I have two tensors with shapes [n, d, d] and [n, 1], respectively, and I would like to add the latter to the diagonals of the matrices in the former. What’s the most straightforward way of doing it? It shouldn’t be in-place.
LE: I’m curious if there’s a better way than stacking torch.eyes.
I think inplace is the best way, but I’ll throw in a .clone(), so you get to keep the input:
a = torch.randn(5,4,4, requires_grad=True)
b = torch.randn(5,1, requires_grad=True)
c = a.clone()
c.diagonal(dim1=-2, dim2=-1)[:] += b
# backward works as expected:
c.sum().backward()
print(a.grad, b.grad) # ones_like(a) and full_like(b, 4)

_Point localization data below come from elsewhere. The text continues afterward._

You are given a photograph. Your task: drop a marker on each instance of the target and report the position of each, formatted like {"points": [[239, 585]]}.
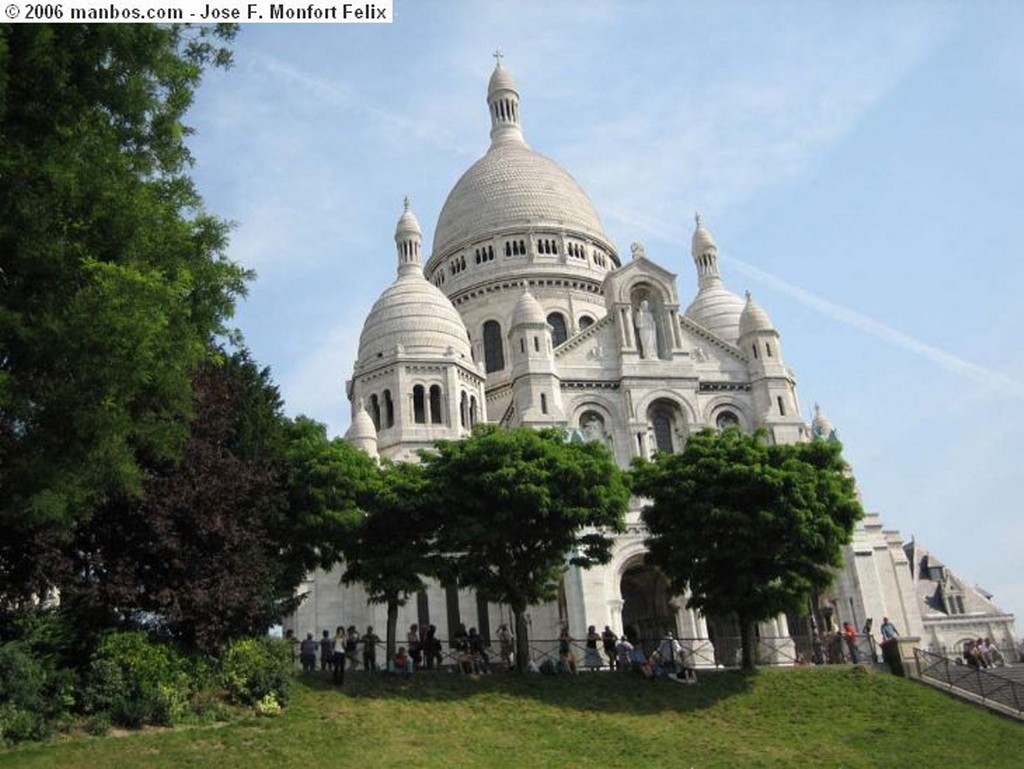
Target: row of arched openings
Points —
{"points": [[668, 426], [494, 351]]}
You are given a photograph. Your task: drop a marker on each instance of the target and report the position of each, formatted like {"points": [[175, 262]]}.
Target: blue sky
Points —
{"points": [[860, 166]]}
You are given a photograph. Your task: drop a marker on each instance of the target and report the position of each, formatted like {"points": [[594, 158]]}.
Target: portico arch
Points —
{"points": [[647, 608]]}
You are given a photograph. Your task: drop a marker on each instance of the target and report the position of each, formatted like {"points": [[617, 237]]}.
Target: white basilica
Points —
{"points": [[524, 313]]}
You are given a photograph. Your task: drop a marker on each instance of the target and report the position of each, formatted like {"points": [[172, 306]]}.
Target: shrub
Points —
{"points": [[253, 668], [137, 682], [24, 690]]}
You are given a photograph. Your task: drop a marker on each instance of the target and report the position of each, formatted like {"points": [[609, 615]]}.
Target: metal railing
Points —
{"points": [[725, 651], [979, 684]]}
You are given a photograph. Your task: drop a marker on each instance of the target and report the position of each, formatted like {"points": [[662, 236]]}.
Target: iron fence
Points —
{"points": [[983, 684], [725, 651]]}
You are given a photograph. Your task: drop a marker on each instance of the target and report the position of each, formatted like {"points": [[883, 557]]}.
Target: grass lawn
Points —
{"points": [[828, 717]]}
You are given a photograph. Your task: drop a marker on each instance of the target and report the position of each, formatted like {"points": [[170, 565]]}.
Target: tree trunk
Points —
{"points": [[392, 630], [521, 638], [747, 642]]}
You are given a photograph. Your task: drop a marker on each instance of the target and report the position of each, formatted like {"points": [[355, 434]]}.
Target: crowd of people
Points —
{"points": [[469, 652], [983, 653]]}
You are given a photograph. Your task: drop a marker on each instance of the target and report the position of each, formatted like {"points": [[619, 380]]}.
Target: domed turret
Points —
{"points": [[412, 314], [409, 240], [503, 100], [821, 428], [527, 310], [754, 318], [361, 432]]}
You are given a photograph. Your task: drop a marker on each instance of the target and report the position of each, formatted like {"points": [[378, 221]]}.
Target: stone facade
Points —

Thanks, @tom, looks good. BTW, the reason I wanted it to not be inplace was because I need it to be differentiable. Does backward work even if it’s inplace?
The rule of thumb is that inplace works unless it does not.
So the two things that usually break are
you move a leaf tensor into the graph (if you remove the cloning in above example - and cloning helps),
when a isn’t a leaf and whatever computed a wants to have a to compute the backward (cloning helps here, too).
So the conventional wisdom is to not use inplace ops, but looking deeper, it can usually be made to work. I always joke to write a non-deep-learning PyTorch book with @ptrblck where we would have a section on inplace ops.